The aggfunc module is the central module for computing statistics from a stream of records.

The central component of this is a trait called Accumulate that implements a new function on initialization, an update function to add a new record, and a compute function to compute the final value of the aggregation. This trait requires two types, an input type (which is used by the new and update functions) and an output type.

Internally, all of the structs implementing this trait are used in the main aggregation module with the input type bounded by FromStr so the tool can convert from string records to the internal data types that these aggregation types manipulate. And the output type is bounded by Display so the tool can write the outputs to standard output.

Structs§

Count
The total number of records added to the accumulator.
CountUnique
The total number of unique records.
Maximum
The largest value (or the value that would appear last in a sorted array)
Mean
The mean. This is only implemented for DecimalWrapper, though it could probably be extended for floating point types.
Median
The median value. I’ve stored values in a BTreeMap in order to minimize memory usage.

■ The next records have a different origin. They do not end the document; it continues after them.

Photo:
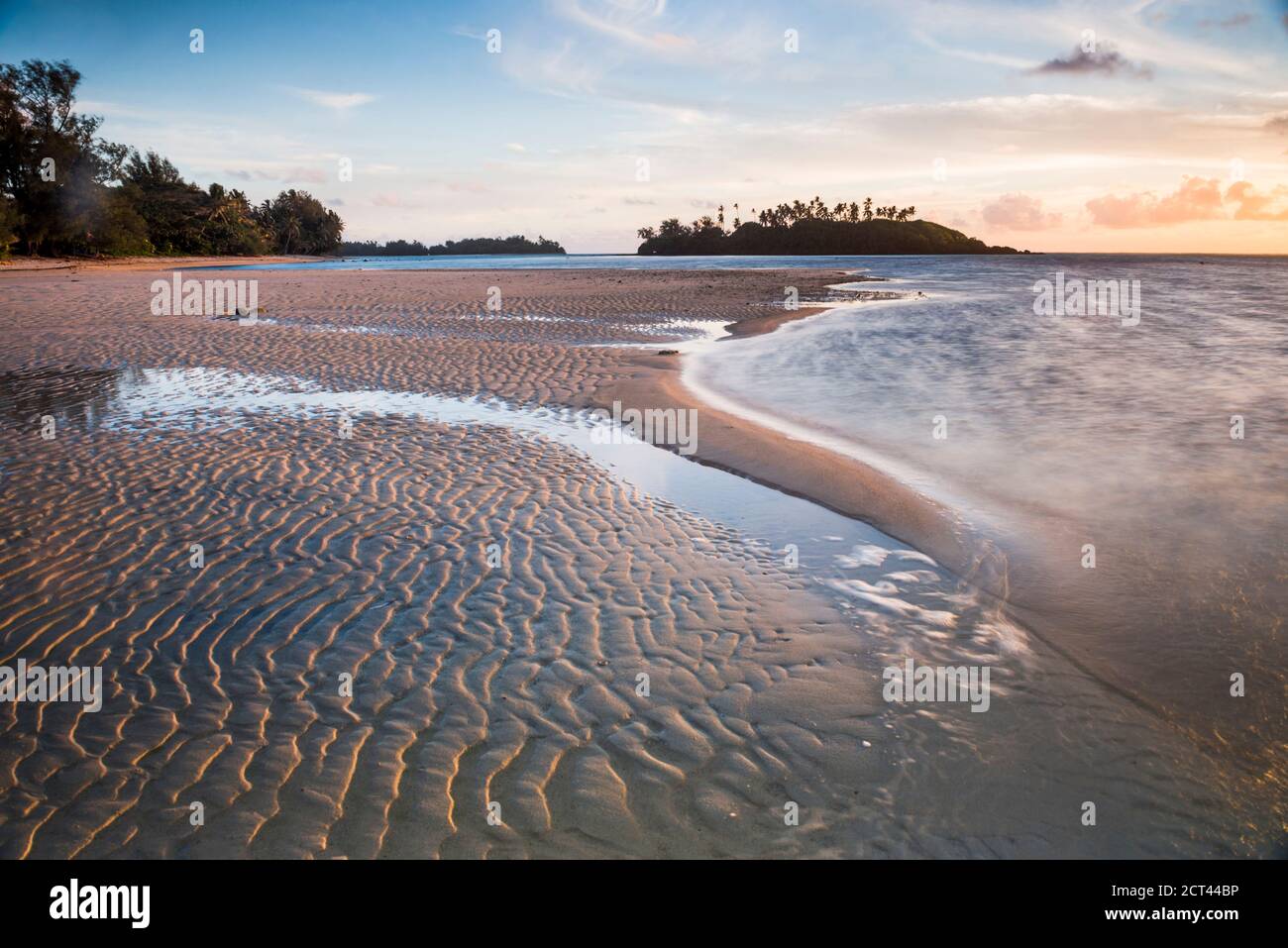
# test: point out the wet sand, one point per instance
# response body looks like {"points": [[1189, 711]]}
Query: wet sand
{"points": [[494, 597]]}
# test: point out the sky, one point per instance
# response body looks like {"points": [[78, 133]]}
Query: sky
{"points": [[1076, 127]]}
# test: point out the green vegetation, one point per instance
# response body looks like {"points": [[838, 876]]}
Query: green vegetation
{"points": [[516, 244], [65, 192], [478, 245], [390, 249], [811, 228]]}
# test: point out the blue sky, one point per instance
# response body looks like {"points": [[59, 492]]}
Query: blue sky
{"points": [[1044, 125]]}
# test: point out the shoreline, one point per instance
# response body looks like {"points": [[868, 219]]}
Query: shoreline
{"points": [[800, 468], [40, 264]]}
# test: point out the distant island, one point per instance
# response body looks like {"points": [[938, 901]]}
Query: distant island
{"points": [[518, 244], [811, 228]]}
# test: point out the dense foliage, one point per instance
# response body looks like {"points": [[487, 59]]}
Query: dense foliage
{"points": [[390, 249], [516, 244], [811, 228], [65, 191]]}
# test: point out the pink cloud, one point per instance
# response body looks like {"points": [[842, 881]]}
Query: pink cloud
{"points": [[1198, 198], [1253, 206], [1019, 213]]}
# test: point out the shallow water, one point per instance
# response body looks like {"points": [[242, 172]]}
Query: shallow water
{"points": [[563, 262], [1070, 430], [914, 780]]}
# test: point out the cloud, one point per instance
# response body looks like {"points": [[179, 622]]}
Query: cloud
{"points": [[1019, 213], [1253, 206], [339, 102], [1104, 60], [627, 22], [1197, 198], [286, 175], [1229, 22]]}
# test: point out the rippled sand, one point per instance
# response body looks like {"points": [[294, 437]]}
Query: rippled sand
{"points": [[476, 683]]}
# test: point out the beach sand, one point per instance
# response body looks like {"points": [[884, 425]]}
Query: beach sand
{"points": [[481, 675]]}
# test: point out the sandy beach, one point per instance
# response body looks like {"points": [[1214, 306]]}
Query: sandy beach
{"points": [[493, 597]]}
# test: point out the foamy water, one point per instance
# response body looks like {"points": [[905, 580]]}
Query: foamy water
{"points": [[1059, 432]]}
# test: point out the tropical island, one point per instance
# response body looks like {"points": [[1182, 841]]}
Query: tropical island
{"points": [[515, 244], [810, 228]]}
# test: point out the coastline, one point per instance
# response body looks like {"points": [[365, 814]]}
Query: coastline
{"points": [[330, 556], [38, 264], [799, 468]]}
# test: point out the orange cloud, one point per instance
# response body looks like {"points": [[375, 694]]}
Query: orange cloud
{"points": [[1198, 198], [1019, 213], [1253, 206]]}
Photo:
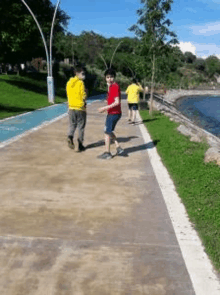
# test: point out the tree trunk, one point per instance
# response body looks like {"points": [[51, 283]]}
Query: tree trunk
{"points": [[144, 94], [152, 85]]}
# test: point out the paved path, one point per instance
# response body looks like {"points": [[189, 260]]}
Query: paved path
{"points": [[16, 126], [71, 224]]}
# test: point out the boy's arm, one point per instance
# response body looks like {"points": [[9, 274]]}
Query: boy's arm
{"points": [[140, 87], [83, 92], [114, 104], [116, 93]]}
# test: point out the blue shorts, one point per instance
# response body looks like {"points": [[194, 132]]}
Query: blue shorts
{"points": [[133, 106], [110, 123]]}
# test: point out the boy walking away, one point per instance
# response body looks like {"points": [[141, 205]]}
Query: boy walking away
{"points": [[114, 114], [133, 91], [76, 95]]}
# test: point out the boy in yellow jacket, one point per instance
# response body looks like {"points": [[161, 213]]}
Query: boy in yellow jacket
{"points": [[76, 95], [132, 92]]}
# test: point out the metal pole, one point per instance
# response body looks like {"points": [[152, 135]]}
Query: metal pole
{"points": [[51, 37], [50, 82], [42, 35]]}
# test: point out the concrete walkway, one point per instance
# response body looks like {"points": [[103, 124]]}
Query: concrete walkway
{"points": [[71, 224]]}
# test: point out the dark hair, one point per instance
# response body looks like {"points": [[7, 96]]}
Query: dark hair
{"points": [[110, 72], [134, 80], [78, 69]]}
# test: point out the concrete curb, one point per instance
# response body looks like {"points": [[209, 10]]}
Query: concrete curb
{"points": [[201, 271]]}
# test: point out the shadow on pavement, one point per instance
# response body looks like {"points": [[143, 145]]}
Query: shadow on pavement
{"points": [[102, 143], [141, 147], [4, 108]]}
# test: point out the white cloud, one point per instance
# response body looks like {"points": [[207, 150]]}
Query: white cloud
{"points": [[207, 29], [191, 10], [200, 49]]}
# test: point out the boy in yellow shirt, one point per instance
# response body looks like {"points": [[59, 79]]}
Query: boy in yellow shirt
{"points": [[132, 92], [76, 95]]}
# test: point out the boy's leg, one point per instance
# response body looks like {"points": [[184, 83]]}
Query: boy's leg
{"points": [[129, 112], [107, 143], [81, 122], [113, 137], [133, 116], [134, 111], [72, 128], [107, 138]]}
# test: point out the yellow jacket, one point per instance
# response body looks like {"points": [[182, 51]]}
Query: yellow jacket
{"points": [[76, 94], [133, 91]]}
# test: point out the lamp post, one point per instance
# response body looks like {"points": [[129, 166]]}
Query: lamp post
{"points": [[50, 80]]}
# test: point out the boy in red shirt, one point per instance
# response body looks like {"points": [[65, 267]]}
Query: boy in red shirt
{"points": [[114, 114]]}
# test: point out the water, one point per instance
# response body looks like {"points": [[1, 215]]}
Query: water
{"points": [[203, 110]]}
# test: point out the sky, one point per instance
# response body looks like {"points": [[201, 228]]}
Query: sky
{"points": [[196, 22]]}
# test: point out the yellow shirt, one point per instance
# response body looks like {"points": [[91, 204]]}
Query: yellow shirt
{"points": [[133, 93], [76, 94]]}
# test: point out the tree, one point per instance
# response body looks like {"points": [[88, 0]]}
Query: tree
{"points": [[156, 36], [19, 36], [212, 65], [199, 64], [189, 57]]}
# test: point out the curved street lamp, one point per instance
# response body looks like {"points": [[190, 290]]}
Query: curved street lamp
{"points": [[50, 80]]}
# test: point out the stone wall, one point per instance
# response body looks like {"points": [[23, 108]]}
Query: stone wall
{"points": [[187, 127]]}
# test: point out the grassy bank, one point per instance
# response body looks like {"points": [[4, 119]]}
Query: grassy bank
{"points": [[23, 94], [197, 183]]}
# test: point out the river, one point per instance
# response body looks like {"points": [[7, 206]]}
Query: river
{"points": [[203, 110]]}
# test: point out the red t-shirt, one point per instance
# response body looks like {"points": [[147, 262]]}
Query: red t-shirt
{"points": [[114, 91]]}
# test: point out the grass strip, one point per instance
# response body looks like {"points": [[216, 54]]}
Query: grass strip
{"points": [[24, 94], [197, 183]]}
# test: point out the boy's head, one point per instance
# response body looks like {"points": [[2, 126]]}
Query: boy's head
{"points": [[79, 72], [134, 80], [110, 75]]}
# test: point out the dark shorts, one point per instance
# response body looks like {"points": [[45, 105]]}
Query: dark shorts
{"points": [[133, 106], [110, 123]]}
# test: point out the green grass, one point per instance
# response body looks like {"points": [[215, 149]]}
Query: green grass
{"points": [[197, 183], [23, 94]]}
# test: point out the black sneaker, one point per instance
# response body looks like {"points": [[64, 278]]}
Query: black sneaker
{"points": [[105, 156], [70, 142], [119, 150], [81, 147]]}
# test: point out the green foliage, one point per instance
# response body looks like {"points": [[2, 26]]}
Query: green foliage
{"points": [[19, 36], [212, 66], [155, 40], [23, 94], [189, 57], [197, 183]]}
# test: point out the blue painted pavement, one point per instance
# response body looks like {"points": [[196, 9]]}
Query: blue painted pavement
{"points": [[17, 125]]}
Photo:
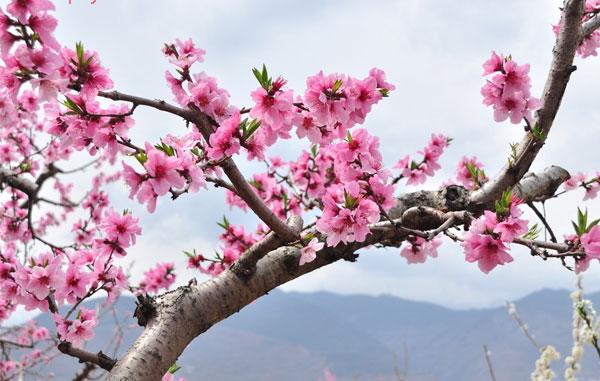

As a result, this is the least performant of all the functions (running at Nlog(m), rather than the N of all the other algorithms (where m is the number of unique values in the accumulator).
MinMax
A combination of the minimum and maximum values, producing a string concatenating the minimum value and the maximum value together, separated by a hyphen.
Minimum
The minimum value
Mode
The most commonly appearing item.
Range
The range, or the difference between the minimum and maximum values (where the minimum value is subtracted from the maximum value).
StdDev
Computes the sample variance in a single pass, using Welford’s algorithm. The attributes in this method refer to the same ones described in Accuracy and Stability of Numerical Algorithms by Higham (2nd Edition, page 11).
Sum
The running sum of a stream of values.

Traits§

Accumulate
Accumulates records from a stream, in order to allow functions to be optimized for minimal memory usage.